常備菜は無敵
飛田和緒著
『常備菜』 主婦と生活社 初版2011年
料理研究家・飛田和緒さんを知ったのは、飛田さんと作家・谷村志穂さんとの共著『お買い物日記』を読んでからだ。この『お買い物日記』は2冊刊行されていて、読んでいくと飛田さんが暮らし上手なのがわかる。筆者は<暮らし>を追求する人は大好きだし、尊敬する。

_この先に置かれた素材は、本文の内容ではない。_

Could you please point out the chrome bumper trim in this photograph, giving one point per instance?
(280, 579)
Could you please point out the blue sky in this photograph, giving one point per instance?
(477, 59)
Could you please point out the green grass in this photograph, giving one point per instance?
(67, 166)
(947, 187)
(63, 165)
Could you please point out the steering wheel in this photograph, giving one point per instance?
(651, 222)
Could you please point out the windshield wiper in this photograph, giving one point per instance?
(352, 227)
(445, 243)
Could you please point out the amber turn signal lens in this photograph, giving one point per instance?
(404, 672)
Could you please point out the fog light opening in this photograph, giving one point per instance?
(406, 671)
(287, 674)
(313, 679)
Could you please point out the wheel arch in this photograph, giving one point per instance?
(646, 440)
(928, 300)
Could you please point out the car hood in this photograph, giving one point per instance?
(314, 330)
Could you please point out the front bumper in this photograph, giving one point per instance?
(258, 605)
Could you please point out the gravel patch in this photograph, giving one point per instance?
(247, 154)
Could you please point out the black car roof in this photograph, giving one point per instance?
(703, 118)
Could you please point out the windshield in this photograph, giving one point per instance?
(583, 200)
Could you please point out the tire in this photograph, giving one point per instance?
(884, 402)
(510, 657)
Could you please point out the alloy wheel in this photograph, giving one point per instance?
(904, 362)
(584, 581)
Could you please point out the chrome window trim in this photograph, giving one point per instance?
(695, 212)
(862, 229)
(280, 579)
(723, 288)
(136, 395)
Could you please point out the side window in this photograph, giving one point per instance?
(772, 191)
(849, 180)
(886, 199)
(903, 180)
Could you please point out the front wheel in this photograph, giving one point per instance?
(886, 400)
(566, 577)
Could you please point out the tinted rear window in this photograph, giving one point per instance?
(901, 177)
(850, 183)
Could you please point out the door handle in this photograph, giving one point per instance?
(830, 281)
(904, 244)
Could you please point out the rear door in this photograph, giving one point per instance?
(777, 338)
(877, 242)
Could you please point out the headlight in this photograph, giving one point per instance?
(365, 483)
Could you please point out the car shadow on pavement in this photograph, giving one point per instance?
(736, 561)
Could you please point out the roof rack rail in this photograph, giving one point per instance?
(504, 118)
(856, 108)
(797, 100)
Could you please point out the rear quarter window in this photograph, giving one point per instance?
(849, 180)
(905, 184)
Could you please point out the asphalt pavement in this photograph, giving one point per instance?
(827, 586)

この『常備菜』は、文字通り常備菜が109点掲載されている。1ページの構成が絵日記のようになっていて上半分が完成写真、下半分がレシピのテキスト。そのシンプルな構成が読者に体感させるのは《常備菜に敵はなし》ということだ。上げ膳据え膳の生活だと、常備菜とは品数合わせにテーブルの片隅に出されるもの、という印象が強いと思う。だが、自身で調理するようになると常備菜というものが無敵であることがわかる。忙しい時や疲れている時、ごはんをあっためて、常備菜さえあればなんとかなる。もしくは晩酌のつまみ、お弁当のスキマに。常備菜の良さは<まごはやさしい>でおなじみの食材が食卓に上がりやすくなることだ。『常備菜』にも野菜や乾物、豆の常備菜レシピが豊富である。神様がロングバケーションを与えてくださったいま、常備菜づくりにも精を出して、おうち時間を充実させる時だわ、と手元に置いている。ザワークラウト(キャベツを乳酸発酵させたもの)の作り方が簡便になっていたり、ラタトゥイユを角切りでなくザク切りで作られていた点が筆者に解放感を与えてくれた一冊でもある。